BOOL (* pxMBFrameCBTransmitterEmpty) (void );

Assign values to the eMBInit function in the mb. c file. Generally, the RTU mode is used, so pxMBFrameCBByteReceived is equivalent to xMBRTUReceiveFSM,

PxMBFrameCBByteReceived = xMBRTUReceiveFSM;

 

Similarly, if the serial port sending is interrupted, the interrupted service function corresponds to prvvUARTTxReadyISR. The Code is as follows:

• <FONT size = 3> static void prvvUARTTxReadyISR (void)
• {
• // Mb. c eMBInit Function
• // PxMBFrameCBTransmitterEmpty = xMBRTUTransmitFSM
• // Sending the state machine
• PxMBFrameCBTransmitterEmpty ();
• }
• </FONT>

In prvvUARTTxReadyISR, pxMBFrameCBTransmitterEmpty () is also called. pxMBFrameCBTransmitterEmpty is also a function pointer.
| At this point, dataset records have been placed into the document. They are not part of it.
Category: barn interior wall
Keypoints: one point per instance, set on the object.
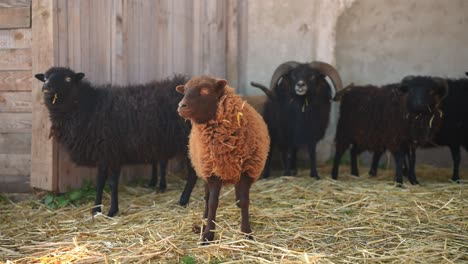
(280, 31)
(379, 42)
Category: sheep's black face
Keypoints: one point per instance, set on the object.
(423, 96)
(201, 96)
(304, 79)
(58, 85)
(423, 93)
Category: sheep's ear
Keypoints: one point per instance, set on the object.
(79, 76)
(180, 89)
(40, 77)
(220, 84)
(403, 87)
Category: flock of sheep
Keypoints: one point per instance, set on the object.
(228, 142)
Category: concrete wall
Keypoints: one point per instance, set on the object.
(370, 41)
(279, 31)
(380, 42)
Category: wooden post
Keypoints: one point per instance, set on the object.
(43, 149)
(232, 48)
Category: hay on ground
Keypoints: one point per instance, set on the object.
(294, 219)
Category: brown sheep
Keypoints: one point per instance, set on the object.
(228, 143)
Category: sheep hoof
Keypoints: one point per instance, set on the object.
(197, 229)
(112, 213)
(315, 176)
(183, 201)
(456, 181)
(415, 182)
(207, 238)
(96, 209)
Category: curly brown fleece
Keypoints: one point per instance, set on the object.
(235, 143)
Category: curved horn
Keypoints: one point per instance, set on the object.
(282, 70)
(443, 83)
(330, 71)
(262, 87)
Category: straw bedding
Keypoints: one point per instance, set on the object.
(294, 219)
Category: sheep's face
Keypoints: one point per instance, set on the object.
(423, 93)
(58, 85)
(201, 96)
(423, 97)
(304, 79)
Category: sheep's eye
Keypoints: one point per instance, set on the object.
(204, 91)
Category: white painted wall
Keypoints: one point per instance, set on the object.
(380, 42)
(370, 41)
(279, 31)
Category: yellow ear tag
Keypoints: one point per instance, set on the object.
(239, 115)
(430, 121)
(306, 104)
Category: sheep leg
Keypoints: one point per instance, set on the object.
(375, 163)
(313, 160)
(191, 181)
(154, 174)
(411, 167)
(290, 161)
(267, 168)
(196, 229)
(243, 201)
(399, 156)
(214, 186)
(354, 152)
(339, 150)
(114, 184)
(455, 150)
(294, 161)
(162, 181)
(100, 183)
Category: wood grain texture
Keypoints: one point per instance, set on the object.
(15, 164)
(15, 59)
(15, 102)
(43, 150)
(15, 3)
(15, 17)
(15, 38)
(16, 80)
(14, 183)
(15, 143)
(15, 122)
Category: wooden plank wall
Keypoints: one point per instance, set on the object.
(136, 41)
(15, 95)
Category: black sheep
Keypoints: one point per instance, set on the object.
(107, 126)
(298, 109)
(395, 117)
(453, 131)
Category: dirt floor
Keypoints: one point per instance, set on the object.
(294, 219)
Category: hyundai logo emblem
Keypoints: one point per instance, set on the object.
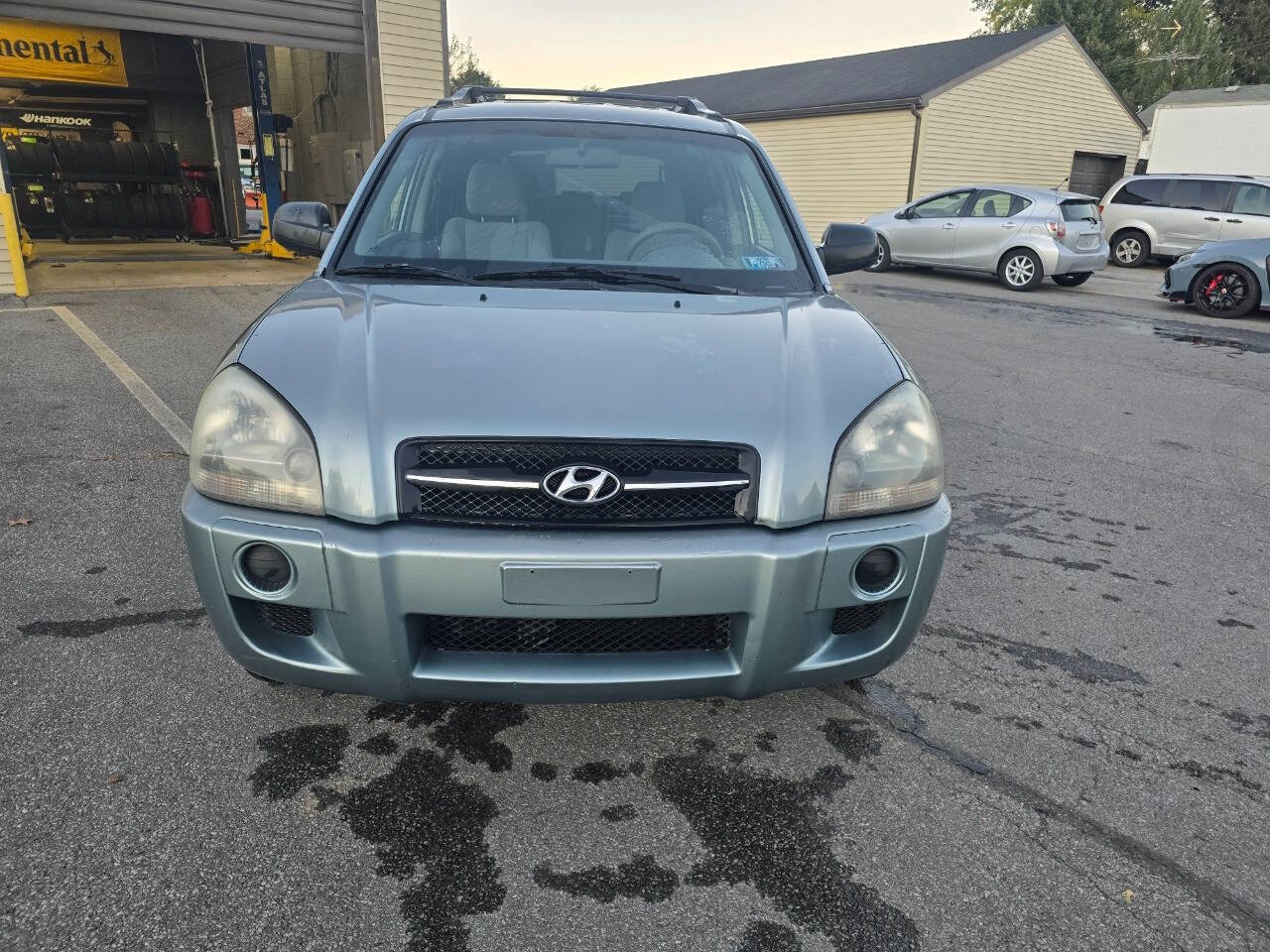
(581, 485)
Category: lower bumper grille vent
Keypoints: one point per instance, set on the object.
(853, 619)
(286, 620)
(576, 636)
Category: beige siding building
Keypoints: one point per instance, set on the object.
(857, 135)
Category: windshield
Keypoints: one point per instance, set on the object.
(559, 202)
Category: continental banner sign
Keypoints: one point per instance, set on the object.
(58, 54)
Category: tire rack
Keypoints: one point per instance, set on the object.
(85, 189)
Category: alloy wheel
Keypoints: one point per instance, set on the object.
(1225, 291)
(1020, 271)
(1128, 250)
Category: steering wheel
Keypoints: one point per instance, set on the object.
(674, 227)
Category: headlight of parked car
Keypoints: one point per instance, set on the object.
(249, 447)
(889, 460)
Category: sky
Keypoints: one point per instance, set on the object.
(576, 44)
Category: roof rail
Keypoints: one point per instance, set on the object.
(477, 94)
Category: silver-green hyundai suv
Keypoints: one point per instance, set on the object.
(568, 412)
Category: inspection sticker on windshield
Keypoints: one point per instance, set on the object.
(763, 263)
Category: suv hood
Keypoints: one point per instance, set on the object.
(368, 366)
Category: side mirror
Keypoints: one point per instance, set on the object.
(303, 227)
(848, 248)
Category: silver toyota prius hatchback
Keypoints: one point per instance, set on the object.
(568, 412)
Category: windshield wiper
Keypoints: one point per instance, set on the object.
(608, 276)
(399, 270)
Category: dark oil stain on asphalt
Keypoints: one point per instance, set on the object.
(418, 815)
(639, 879)
(601, 772)
(380, 746)
(422, 714)
(762, 936)
(1214, 774)
(852, 738)
(86, 627)
(470, 730)
(544, 771)
(770, 832)
(1080, 665)
(471, 733)
(1199, 338)
(299, 757)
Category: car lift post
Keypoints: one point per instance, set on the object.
(266, 151)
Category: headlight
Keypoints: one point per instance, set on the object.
(889, 460)
(249, 447)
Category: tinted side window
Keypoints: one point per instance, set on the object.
(1252, 199)
(997, 204)
(1142, 191)
(942, 206)
(1199, 194)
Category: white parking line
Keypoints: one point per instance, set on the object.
(151, 402)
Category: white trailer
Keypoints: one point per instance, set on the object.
(1230, 139)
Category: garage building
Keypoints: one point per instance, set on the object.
(857, 135)
(109, 136)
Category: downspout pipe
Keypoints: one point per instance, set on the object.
(917, 135)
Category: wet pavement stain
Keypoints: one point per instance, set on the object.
(379, 746)
(86, 627)
(471, 733)
(422, 714)
(762, 936)
(299, 757)
(1234, 624)
(1198, 338)
(770, 832)
(1080, 665)
(599, 772)
(852, 738)
(619, 814)
(639, 879)
(1214, 774)
(420, 816)
(544, 771)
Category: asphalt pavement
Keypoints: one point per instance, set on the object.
(1074, 756)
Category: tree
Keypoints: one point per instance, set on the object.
(465, 68)
(1128, 40)
(1246, 36)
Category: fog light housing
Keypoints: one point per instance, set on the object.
(264, 567)
(876, 570)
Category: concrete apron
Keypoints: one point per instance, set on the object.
(105, 266)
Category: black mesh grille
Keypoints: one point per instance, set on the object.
(852, 619)
(286, 620)
(536, 458)
(576, 636)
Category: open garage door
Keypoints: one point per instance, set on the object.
(333, 26)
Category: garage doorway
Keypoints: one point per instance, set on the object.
(1093, 175)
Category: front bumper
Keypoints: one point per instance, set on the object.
(368, 587)
(1178, 281)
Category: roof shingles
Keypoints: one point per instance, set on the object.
(849, 81)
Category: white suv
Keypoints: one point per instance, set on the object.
(1165, 216)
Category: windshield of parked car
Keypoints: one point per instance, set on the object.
(534, 202)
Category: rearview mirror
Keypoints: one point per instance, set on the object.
(303, 227)
(848, 248)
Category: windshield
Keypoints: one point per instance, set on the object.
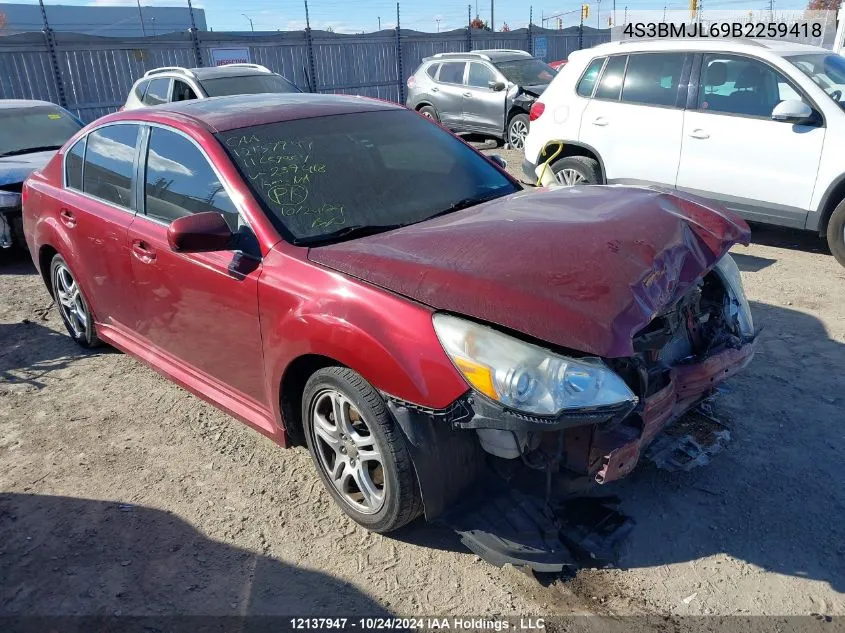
(826, 70)
(527, 72)
(247, 85)
(335, 177)
(35, 128)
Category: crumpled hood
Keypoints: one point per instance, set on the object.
(581, 267)
(15, 169)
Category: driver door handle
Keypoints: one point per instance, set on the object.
(142, 251)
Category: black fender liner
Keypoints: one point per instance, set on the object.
(448, 461)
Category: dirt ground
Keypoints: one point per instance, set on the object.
(122, 493)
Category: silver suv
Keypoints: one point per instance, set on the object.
(486, 91)
(174, 83)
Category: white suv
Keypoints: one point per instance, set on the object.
(174, 83)
(756, 125)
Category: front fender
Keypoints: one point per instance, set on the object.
(389, 340)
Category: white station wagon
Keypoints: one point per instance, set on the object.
(754, 124)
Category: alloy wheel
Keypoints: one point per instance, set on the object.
(517, 134)
(570, 177)
(348, 452)
(71, 304)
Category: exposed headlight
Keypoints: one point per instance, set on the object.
(9, 200)
(526, 377)
(737, 307)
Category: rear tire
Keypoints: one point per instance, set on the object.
(430, 113)
(577, 170)
(72, 306)
(359, 451)
(836, 233)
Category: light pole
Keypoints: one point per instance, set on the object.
(141, 17)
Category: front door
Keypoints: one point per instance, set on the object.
(201, 308)
(450, 90)
(635, 118)
(734, 152)
(484, 108)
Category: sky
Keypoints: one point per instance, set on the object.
(355, 16)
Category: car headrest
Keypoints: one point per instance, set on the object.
(717, 74)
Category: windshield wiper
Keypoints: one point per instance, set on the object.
(30, 150)
(347, 232)
(465, 203)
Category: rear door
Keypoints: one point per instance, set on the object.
(734, 152)
(96, 213)
(635, 119)
(449, 94)
(484, 108)
(201, 308)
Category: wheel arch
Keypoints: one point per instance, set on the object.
(832, 197)
(570, 148)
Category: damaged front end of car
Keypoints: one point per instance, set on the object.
(506, 465)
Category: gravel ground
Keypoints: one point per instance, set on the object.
(122, 493)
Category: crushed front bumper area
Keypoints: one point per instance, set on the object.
(524, 513)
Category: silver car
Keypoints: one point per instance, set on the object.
(486, 91)
(174, 83)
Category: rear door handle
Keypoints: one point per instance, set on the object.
(142, 251)
(67, 218)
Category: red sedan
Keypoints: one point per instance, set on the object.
(341, 272)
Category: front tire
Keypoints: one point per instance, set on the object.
(360, 454)
(517, 131)
(836, 233)
(576, 170)
(73, 308)
(430, 113)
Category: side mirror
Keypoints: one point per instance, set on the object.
(501, 162)
(792, 111)
(199, 233)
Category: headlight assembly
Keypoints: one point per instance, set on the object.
(526, 377)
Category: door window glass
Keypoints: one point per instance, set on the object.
(588, 81)
(652, 78)
(452, 72)
(740, 85)
(179, 181)
(109, 164)
(73, 165)
(480, 76)
(157, 91)
(611, 79)
(182, 91)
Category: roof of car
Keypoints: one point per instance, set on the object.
(490, 54)
(23, 103)
(776, 47)
(236, 111)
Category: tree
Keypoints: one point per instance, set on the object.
(824, 5)
(478, 23)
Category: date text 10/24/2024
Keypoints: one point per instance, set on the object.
(425, 623)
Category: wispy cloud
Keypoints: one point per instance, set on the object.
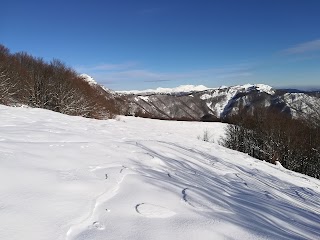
(107, 67)
(158, 80)
(306, 47)
(136, 77)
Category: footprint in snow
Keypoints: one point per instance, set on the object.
(97, 225)
(153, 211)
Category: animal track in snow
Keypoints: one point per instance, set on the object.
(153, 211)
(198, 200)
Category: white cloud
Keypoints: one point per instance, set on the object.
(305, 47)
(106, 67)
(143, 75)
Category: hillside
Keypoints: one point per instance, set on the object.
(75, 178)
(201, 103)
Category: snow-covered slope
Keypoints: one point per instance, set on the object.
(160, 90)
(88, 79)
(72, 178)
(222, 102)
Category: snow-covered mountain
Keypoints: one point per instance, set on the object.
(74, 178)
(219, 103)
(178, 90)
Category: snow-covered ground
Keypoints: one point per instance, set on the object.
(72, 178)
(160, 90)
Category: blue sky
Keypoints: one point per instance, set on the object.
(146, 44)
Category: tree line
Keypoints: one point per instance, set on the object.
(27, 80)
(271, 136)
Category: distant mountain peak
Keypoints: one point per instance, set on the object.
(198, 88)
(160, 90)
(88, 79)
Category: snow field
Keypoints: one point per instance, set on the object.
(73, 178)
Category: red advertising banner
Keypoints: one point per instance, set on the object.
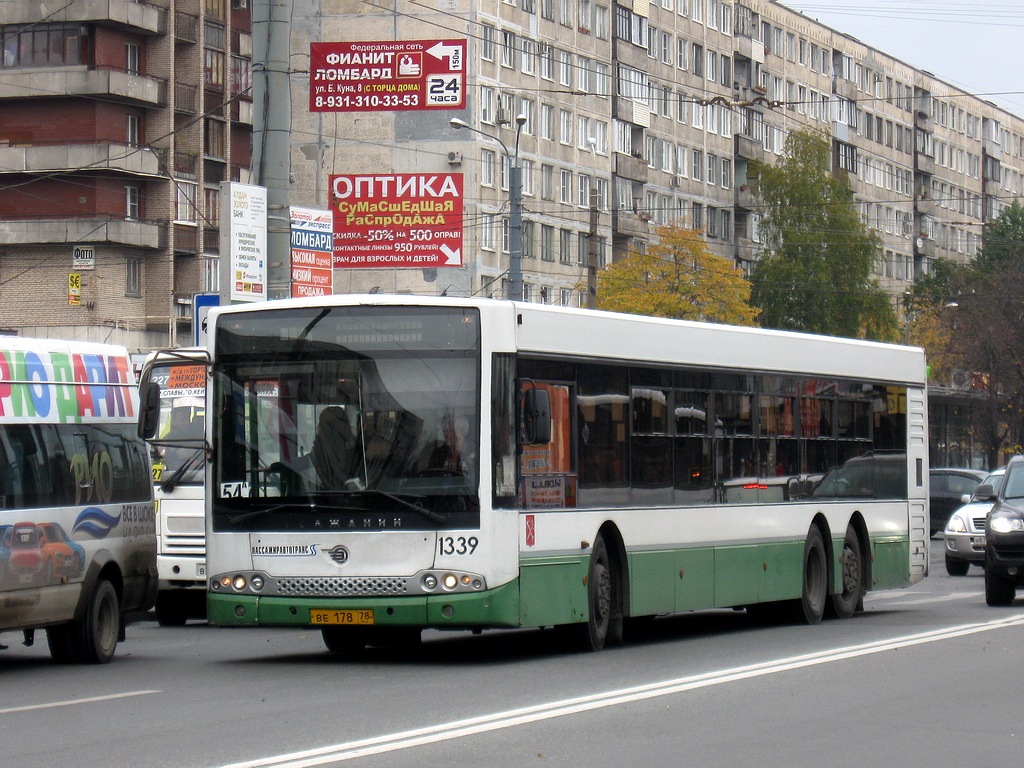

It is equivalent to xMBRTUTransmitFSM when assigning values in eMBInit.

Note: Because I am using a serial port to complete the interruption, to enter the interrupt service function, I need to send a byte of data and start the serial port to send the interruption. The code needs to be modified a little. Make a slight modification in eMBRTUSend of mbRTU. c. The Code is as follows.

• <P> the BIT may not be quite clear here. It is recommended to study the FreeModbus source code and make some modifications to make it easier to use.